Reagan se distinguait par son approche affable et sa courtoisie. Loin de chercher à humilier ses adversaires politiques ou à insulter les alliés traditionnels des États-Unis, Reagan était avant tout un rassembleur qui a été capable de créer une nouvelle coalition conservatrice par un réalignement des forces politiques aux États-Unis.

Trump est par sa démagogie populiste à l’opposé intellectuellement du mouvement conservateur. Par contre, Reagan adhéra au conservatisme après une longue réflexion. Sans être un érudit ou un intellectuel, il a intériorisé les idées du conservatisme américain pour en devenir la figure emblématique.

Reagan aurait considéré inévitablement la rhétorique démagogique de Trump comme l’antithèse du conservatisme. Un vrai conservateur démontre par-dessus tout un respect de la constitution et privilégie la liberté comme essence d’un système démocratique. Aussi, la préservation du mode de vie américain, avec ses institutions politiques et ses valeurs démocratiques, représente l’objectif fondamental recherché par un vrai conservateur.

Comme un adepte du conservatisme, Ronald Reagan vénérait la constitution. Il considérait la division des pouvoirs et son système de freins et contrepoids comme la base de la démocratie américaine. Il aurait donc été horrifié par les attaques répétées de Trump contre le FBI, le département de la justice et l’appareil judiciaire.

Trump cite régulièrement Reagan comme un héros protectionniste. Or, ce dernier fut essentiellement, comme ses prédécesseurs de l’après-guerre, un champion du libre-échange. Dans la perspective de Reagan, le développement du commerce mondial depuis 1945 représente un triomphe des États-Unis dans la construction d’un monde plus prospère et plus pacifique. Le développement du commerce mondial était à la base de sa vision des relations internationales.

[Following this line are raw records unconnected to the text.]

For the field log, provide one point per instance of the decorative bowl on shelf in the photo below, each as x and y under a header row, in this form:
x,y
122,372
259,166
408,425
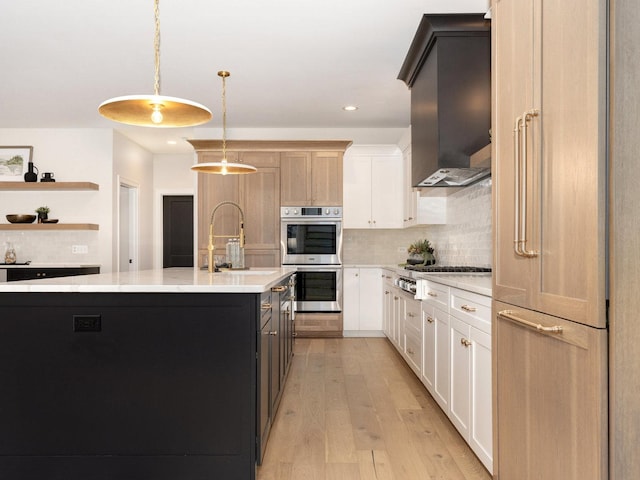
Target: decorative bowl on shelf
x,y
18,218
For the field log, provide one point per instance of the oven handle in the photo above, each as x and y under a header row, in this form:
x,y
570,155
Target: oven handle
x,y
316,268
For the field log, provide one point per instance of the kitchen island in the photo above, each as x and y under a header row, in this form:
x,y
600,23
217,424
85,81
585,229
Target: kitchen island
x,y
140,375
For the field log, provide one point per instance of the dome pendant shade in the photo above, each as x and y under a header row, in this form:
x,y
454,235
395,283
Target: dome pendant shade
x,y
141,110
223,168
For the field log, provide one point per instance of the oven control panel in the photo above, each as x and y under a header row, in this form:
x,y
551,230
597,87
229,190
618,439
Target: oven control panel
x,y
311,212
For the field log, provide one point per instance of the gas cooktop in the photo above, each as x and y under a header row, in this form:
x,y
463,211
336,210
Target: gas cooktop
x,y
443,269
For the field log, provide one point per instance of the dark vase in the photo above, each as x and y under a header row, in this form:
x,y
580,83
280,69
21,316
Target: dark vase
x,y
31,176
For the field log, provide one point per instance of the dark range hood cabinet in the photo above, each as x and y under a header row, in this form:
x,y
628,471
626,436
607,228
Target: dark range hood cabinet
x,y
448,69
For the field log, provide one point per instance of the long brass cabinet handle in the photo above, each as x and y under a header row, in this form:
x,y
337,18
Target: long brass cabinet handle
x,y
527,116
520,136
516,186
509,315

Pour Reagan, une politique de libre-échange était la meilleure stratégie pour gagner la guerre froide. À plusieurs reprises, il résista aux pressions du Congrès pour une meilleure protection commerciale en opposant son droit de veto contre des mesures qu’il considérait injustifiées. Reagan aurait systématiquement rejeté l’idée de recourir à la guerre commerciale comme instrument de négociation.

Dans une célèbre déclaration radiophonique en novembre 1988, Reagan rejeta le protectionnisme comme une forme de nationalisme à bon marché qui pouvait amener les États-Unis à traiter leurs partenaires commerciaux d’ennemis au lieu de les considérer comme des alliés. Plus encore, il mit spécifiquement en garde ses concitoyens : « Nous devrions nous méfier des démagogues qui sont prêts à déclarer une guerre commerciale contre nos amis — affaiblissant notre économie, notre sécurité nationale et le monde libre tout entier — tout en brandissant cyniquement le drapeau américain ».

Dans la perspective de Reagan, loin de considérer le commerce comme une sorte de guerre, il y voyait essentiellement une alliance économique qui devait profiter aux deux parties impliquées. Donc, pour Reagan, il ne peut y avoir que des gagnants avec le libre-échange. Tout simplement, le commerce sert à rendre le monde plus paisible et plus libre. Aussi, le Wall Street Journal affirmait avec raison l’été dernier que bien que Trump « aspire à être Ronald Reagan… sa folie tarifaire fait écho à Herbert Hoover ».

En tant qu’adepte de l’exceptionnalisme américain, Reagan croyait en la mission unique des États-Unis pour conduire le monde vers la liberté civile et religieuse. Pour Reagan, l’Amérique était toujours un phare devant éclairer le reste du monde. Aussi, il aurait vu dans « L’Amérique d’abord » de Trump un rejet évident de l’exceptionnalisme américain et de la mission morale de l’Amérique.

Par ailleurs, si la politique étrangère de Reagan était d’abord fondée sur les intérêts nationaux américains, celle-ci incluait aussi d’importantes préoccupations altruistes et humanitaires. En plus de promouvoir le libre-échange, cette politique reposait sur une politique d’immigration libérale qui donnait une priorité aux réfugiés politiques.

Toute personne cherchant à comparer Trump à un de ses prédécesseurs devait le faire plutôt avec Richard Nixon. Et ici encore, pour ne pas être injuste à l’égard de Nixon qui était un virtuose de la politique étrangère, il faudrait le faire en utilisant une version dégradée de Nixon.    

Gilles Vandal est professeur émérite à l’École de politique appliquée de l’Université de Sherbrooke.